THE BLOG
04/22/2013 05:42 pm ET | Updated Jun 22, 2013

How Not to Approach a Job Interview

Most of the time, it's the attitude and manner by which you approach things that determine the likelihood of your success or failure. While you are not on the hot seat yet, it pays to reflect and contemplate on how you should handle one of adult life's crucial moments. Read through this article so that you can be equipped with the knowledge and awareness of how not to approach a job interview.

1) Go to an interview unprepared.

Even executives take time to prepare their reports. So never go to an interview unprepared. Know by heart the company's core business operations, its strengths, and challenges. Conduct a research on sample interviews in your field, familiarize yourself with sample questions, and study your best responses to difficult questions and how to deliver them. Try to listen to yourself using an audio recorder while you are practicing so you can evaluate your answers including the tone of your voice. To improve the flow of your statements, write them down and arrange them properly.

Also, do not forget to prepare a few lines about your main strengths. Avoid stuffing your statements with too many adjectives. Instead, provide concrete details. Say for instance, you are a programmer, make sure you mention the different programs that you have been working on. Which types of statistics have you handled in the past? If you have studied carefully the job description of the position for which you are applying, you should know which particular strengths are relevant. Focus on these and stay attuned with your interviewer's interests.

2) Be hasty.

When you get that call and the company asks you to provide your most convenient time for an interview, think of the most convenient time for you indeed, and do not set the meeting on the first day that comes to your mind. As much as you want to get hired immediately, you need time to prepare especially if you need to travel to get to the meeting place. Many people feel very confident about time without anticipating various factors that can jeopardize a smooth plan. This is a common mistake that you must avoid as you might arrive at the meeting place exhausted and unable to think straight. So as long as the company provides you with the privilege, get a convenient schedule where you can be at your best mindset. If you need to fly to the venue, provide a considerable allowance so that you can get a full rest the night before your interview.

3) Take a subordinate role in the conversation.

You may be a fresh graduate and are way younger than the interviewer, but you have to do your best to engage in the conversation as an equal. In this way, you can be confident enough to answer questions. The interviewer will get the idea that you know how to express your thoughts well and that you are certain with what you can offer. But do not boast either and appear too confident. Confine your responses to the topic at hand. The manner by which you deliver answers can be smart without being too presumptuous.

4) Be too honest about your weaknesses and past failures.

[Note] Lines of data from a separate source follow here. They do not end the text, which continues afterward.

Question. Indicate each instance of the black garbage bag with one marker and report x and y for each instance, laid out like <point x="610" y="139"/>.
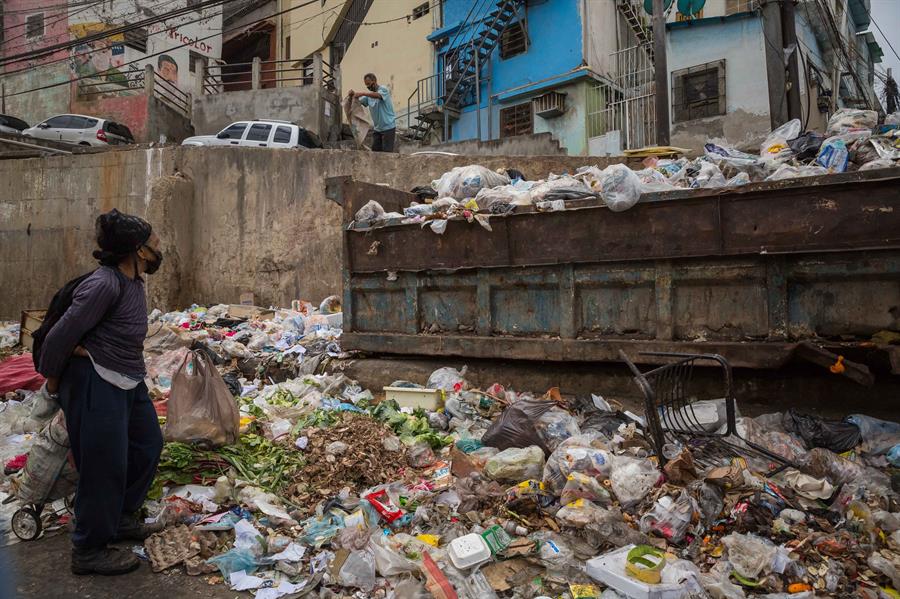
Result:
<point x="806" y="146"/>
<point x="833" y="435"/>
<point x="515" y="426"/>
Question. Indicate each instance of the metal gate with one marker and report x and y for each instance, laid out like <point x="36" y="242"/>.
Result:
<point x="629" y="108"/>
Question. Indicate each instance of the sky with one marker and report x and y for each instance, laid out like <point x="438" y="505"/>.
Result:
<point x="886" y="13"/>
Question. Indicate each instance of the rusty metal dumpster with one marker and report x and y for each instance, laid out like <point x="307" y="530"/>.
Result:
<point x="748" y="273"/>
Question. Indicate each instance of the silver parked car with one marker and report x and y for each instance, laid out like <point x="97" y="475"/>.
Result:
<point x="81" y="130"/>
<point x="11" y="124"/>
<point x="267" y="133"/>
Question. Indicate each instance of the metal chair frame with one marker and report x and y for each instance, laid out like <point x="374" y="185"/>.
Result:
<point x="670" y="414"/>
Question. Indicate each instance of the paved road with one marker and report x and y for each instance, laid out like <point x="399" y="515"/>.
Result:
<point x="41" y="571"/>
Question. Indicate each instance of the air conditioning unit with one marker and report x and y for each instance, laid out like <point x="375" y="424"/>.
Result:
<point x="550" y="105"/>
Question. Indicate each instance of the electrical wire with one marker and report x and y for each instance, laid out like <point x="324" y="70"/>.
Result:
<point x="143" y="58"/>
<point x="114" y="31"/>
<point x="72" y="56"/>
<point x="65" y="15"/>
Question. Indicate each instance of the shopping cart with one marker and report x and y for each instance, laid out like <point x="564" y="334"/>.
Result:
<point x="48" y="476"/>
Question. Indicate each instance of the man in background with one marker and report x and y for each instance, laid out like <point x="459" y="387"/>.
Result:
<point x="381" y="107"/>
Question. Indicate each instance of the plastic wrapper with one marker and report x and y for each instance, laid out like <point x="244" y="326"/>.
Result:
<point x="515" y="426"/>
<point x="776" y="145"/>
<point x="816" y="432"/>
<point x="632" y="478"/>
<point x="806" y="146"/>
<point x="709" y="176"/>
<point x="878" y="436"/>
<point x="834" y="155"/>
<point x="560" y="187"/>
<point x="620" y="187"/>
<point x="201" y="408"/>
<point x="491" y="198"/>
<point x="358" y="570"/>
<point x="670" y="518"/>
<point x="448" y="379"/>
<point x="371" y="212"/>
<point x="465" y="182"/>
<point x="579" y="513"/>
<point x="851" y="119"/>
<point x="555" y="426"/>
<point x="750" y="555"/>
<point x="514" y="464"/>
<point x="582" y="454"/>
<point x="420" y="455"/>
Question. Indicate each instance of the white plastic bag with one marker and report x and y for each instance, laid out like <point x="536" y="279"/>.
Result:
<point x="465" y="182"/>
<point x="776" y="147"/>
<point x="632" y="478"/>
<point x="851" y="119"/>
<point x="516" y="465"/>
<point x="620" y="187"/>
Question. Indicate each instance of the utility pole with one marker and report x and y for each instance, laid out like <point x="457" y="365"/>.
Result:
<point x="792" y="48"/>
<point x="661" y="72"/>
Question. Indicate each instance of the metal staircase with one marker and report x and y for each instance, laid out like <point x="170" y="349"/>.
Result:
<point x="631" y="11"/>
<point x="455" y="87"/>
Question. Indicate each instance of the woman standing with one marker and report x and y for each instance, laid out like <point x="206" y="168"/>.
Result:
<point x="93" y="358"/>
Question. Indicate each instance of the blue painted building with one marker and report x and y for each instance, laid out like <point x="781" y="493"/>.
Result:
<point x="513" y="67"/>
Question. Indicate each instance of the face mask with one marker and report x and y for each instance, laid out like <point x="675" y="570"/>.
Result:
<point x="153" y="265"/>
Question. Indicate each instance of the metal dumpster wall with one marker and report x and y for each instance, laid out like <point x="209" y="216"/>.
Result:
<point x="727" y="273"/>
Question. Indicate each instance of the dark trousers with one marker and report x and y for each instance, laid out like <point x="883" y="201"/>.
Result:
<point x="383" y="141"/>
<point x="116" y="443"/>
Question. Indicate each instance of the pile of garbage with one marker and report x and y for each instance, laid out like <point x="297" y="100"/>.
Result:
<point x="316" y="487"/>
<point x="854" y="140"/>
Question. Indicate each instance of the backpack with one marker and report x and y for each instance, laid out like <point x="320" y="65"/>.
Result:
<point x="61" y="301"/>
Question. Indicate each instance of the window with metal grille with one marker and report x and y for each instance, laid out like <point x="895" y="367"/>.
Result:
<point x="513" y="40"/>
<point x="733" y="7"/>
<point x="136" y="39"/>
<point x="516" y="120"/>
<point x="698" y="92"/>
<point x="421" y="10"/>
<point x="34" y="25"/>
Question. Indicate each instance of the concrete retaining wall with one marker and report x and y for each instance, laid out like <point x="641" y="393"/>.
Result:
<point x="232" y="219"/>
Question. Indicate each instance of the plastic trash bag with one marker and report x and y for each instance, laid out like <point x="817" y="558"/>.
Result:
<point x="464" y="182"/>
<point x="358" y="570"/>
<point x="710" y="176"/>
<point x="632" y="478"/>
<point x="670" y="518"/>
<point x="201" y="408"/>
<point x="582" y="454"/>
<point x="620" y="187"/>
<point x="515" y="465"/>
<point x="555" y="426"/>
<point x="806" y="146"/>
<point x="370" y="213"/>
<point x="787" y="171"/>
<point x="776" y="146"/>
<point x="878" y="436"/>
<point x="234" y="560"/>
<point x="515" y="426"/>
<point x="582" y="486"/>
<point x="448" y="379"/>
<point x="749" y="554"/>
<point x="833" y="155"/>
<point x="851" y="119"/>
<point x="580" y="513"/>
<point x="816" y="432"/>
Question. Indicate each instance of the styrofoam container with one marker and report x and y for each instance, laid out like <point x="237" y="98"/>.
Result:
<point x="609" y="569"/>
<point x="468" y="550"/>
<point x="414" y="397"/>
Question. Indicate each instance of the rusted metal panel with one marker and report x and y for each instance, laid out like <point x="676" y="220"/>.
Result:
<point x="714" y="273"/>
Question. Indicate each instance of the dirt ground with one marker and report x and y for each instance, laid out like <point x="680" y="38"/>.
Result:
<point x="40" y="570"/>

If you are asked about your weaknesses and past failures, they may forgive you for not being too honest especially if there are hideous episodes that should remain untold. There is no need to tell your entire life story. Rather, limit your story telling to the essentials and the lessons that you have learned from your experiences. Make sure that you provide a positive perspective about your weaknesses. In that way, you appear confident that even if you may not overcome it in the near future, you recognize it and are aware of its value.

5) Use inappropriate body language.

Believe it or not, without you uttering a single word, your interviewer already knows whether you are the ideal fit for the job or not. One of the most effective non-verbal communication strategies that is crucial in your success involves your assessment of your own body language. Keep a good rapport and be responsive, avoid interrupting the interviewer, and never forget to turn your phone off during an interview. Avoid slouching or appearing too comfy by leaning back on your seat. Respond with conviction and confidence, but not to the point of being overzealous or arrogant. Smile and nod whenever necessary. Avoid boisterous laughter, and maintain your composure at all times.
Further, it's not only your conduct that matters; your looks do, too, so it is imperative that you dress appropriately. If you are unsure of what to wear, do some diligent research. Take time to visit the company and observe what the employees wear.

6) Provide incorrect information.

Be sure you memorize all the details of your past employment and qualifications. Even if it is already in your resume, you may still be asked about it again during the interview. Giving an incorrect response will not please the interviewer. Inadvertently forgetting critical information about your employment background can give wrong signals about your capacity and credibility.

7) Badmouth past employers.

The interviewer does not need to know that your previous boss is a jerk and that you hated your previous company. You may be telling the truth, but saying so does not give you a good impression. It will not improve your chances of getting the job. Although you wish the world wasn't that small, the company you are aspiring to be a part of may have a connection to your former company. And you certainly do not want to leave a bad reputation as someone who spreads nasty rumors. No company would certainly want to become a victim of the same badmouthing.

If you do not get a positive result, take it as an initial step to finding the right job for you. Use the experience as an opportunity to learn from your mistakes, and do not stop looking for the next opportunity. You can always do better on your next interview, but make sure you have studied the most common job interview questions if you are serious about getting a new job.